How culturally literate is the generation that is now "thirtysomething"? What did people in that generation study that exposed them to different cultures, societies, and intellectual traditions? Why are these important questions?
The college transcripts of 10,700 students in the High School Class of 1972 who had earned more than 10 college credits by 1984 were examined to provide some clues. That 12-year period gave these students plenty of time to finish college (about half of them did), and to immerse themselves in hundreds of courses providing different kinds of cultural information.
This study first describes what "cultural information" seems to mean in the scholarly literature, how its acquisition is very much like learning a language, how more than one "language" is at stake, and why acquiring information is only the first step to true literacy. Focusing attention on college students also requires us to understand how colleges function as an information system, and how the topics pursued by professors in their research only gradually enter the curriculum and the classroom.
As sources of information on what college students actually study, national transcript samples (such as that of the NLS-72) are preferred to surveys of catalogues, course schedules, and deans because transcripts are more current, reliable, and honest and show us what really happened (course syllabi and assessments would provide more detail, but they are not accessible). The results of some notable surveys of deans are matched against the transcript evidence to drive home this point. No matter what the subject (history, Western civilization, mathematics, literature, foreign language, women's studies), students study more of it than the catalogues and deans say students are required to study.

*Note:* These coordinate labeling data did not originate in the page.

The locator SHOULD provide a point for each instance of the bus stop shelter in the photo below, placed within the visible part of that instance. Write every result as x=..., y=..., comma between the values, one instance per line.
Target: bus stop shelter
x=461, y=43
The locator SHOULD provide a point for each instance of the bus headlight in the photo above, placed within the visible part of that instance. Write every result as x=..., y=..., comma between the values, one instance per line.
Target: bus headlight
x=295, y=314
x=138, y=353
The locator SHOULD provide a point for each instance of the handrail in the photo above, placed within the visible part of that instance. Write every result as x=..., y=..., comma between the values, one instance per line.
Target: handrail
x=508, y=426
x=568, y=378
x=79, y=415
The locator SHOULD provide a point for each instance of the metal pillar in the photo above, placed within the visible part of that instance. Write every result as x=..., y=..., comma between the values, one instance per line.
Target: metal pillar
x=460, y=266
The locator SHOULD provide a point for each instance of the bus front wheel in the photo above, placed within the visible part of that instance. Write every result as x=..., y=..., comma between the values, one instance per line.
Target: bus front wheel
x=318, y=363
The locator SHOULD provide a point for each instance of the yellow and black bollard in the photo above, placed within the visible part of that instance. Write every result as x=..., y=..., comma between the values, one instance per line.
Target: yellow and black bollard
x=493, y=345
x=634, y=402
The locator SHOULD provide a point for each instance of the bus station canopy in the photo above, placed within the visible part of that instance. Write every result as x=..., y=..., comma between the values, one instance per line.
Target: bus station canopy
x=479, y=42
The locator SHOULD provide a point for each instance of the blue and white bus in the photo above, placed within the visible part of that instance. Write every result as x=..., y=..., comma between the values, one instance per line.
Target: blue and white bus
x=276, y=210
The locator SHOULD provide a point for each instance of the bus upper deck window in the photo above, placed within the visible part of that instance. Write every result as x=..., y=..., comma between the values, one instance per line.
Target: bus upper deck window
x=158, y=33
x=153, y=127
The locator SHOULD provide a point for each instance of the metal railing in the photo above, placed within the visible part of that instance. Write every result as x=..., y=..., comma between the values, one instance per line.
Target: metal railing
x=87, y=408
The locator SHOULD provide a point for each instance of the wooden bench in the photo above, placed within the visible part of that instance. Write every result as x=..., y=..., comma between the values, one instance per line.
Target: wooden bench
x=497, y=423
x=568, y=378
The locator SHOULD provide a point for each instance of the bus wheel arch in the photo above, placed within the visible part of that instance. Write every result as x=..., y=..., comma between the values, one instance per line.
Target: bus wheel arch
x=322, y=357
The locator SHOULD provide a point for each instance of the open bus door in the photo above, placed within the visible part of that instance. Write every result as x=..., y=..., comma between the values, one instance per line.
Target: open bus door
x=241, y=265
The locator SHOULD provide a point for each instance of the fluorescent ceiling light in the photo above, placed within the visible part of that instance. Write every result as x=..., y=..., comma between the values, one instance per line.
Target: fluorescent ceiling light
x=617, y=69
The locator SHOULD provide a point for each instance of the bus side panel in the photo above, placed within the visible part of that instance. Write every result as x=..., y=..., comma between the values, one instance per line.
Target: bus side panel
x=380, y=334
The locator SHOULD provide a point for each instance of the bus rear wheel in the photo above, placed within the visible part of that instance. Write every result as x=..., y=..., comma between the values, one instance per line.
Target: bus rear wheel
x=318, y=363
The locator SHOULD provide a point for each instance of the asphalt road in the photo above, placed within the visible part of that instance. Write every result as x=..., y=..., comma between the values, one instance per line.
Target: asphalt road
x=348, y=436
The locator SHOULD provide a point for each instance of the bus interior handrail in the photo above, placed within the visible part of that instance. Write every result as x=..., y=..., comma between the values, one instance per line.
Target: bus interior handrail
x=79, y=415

There are three determinate configurations of cultural information evident in the transcript records: Western culture and society, non-Western culture and society, and minority and women's studies. There are also two configurations of courses in which cultural information is either general or indeterminate: one in the humanities, the other in the social sciences. By looking carefully at student course-taking patterns in these course clusters, the study concludes that:
The sheer amount of time this generation spent studying accounting, physical education, nursing, and electrical circuits, for example, dwarfs the amount of time it spent in all of the streams of cultural information put together.
This generation's exposure to cultural literacies other than that of Western societies was extremely limited, and the bulk of its exposure to Western traditions was confined to introductory-level courses.
Doctoral degree-granting institutions were the principal providers of information on non-Western culture and society, while comprehensive colleges were the principal providers of information on domestic minority cultures.
The curriculum of students at elite colleges (3% of all bachelor's degrees in the NLS-72) is so different from that followed by the other 97% that it is irrelevant to discussions about the diffusion of cultural information.
Demography is curricular destiny both inexpected and unexpected ways: as an example of the expected, women comprised 80% of enrollments in Women's Studies courses; as an example of the unexpected, white students were less likely than minority students to study history of any kind.
The student is central to this analysis, for it is the student who has been bombarded with requests and requirements from commissions, accreditation bodies, and faculty senates to study this or that. What are today's students to learn from the experience of the NLS-72 generation in the face of all these urgings? The monograph concludes with recommendations to students on how to approach their academic choices so that they become more than tourists in their own land.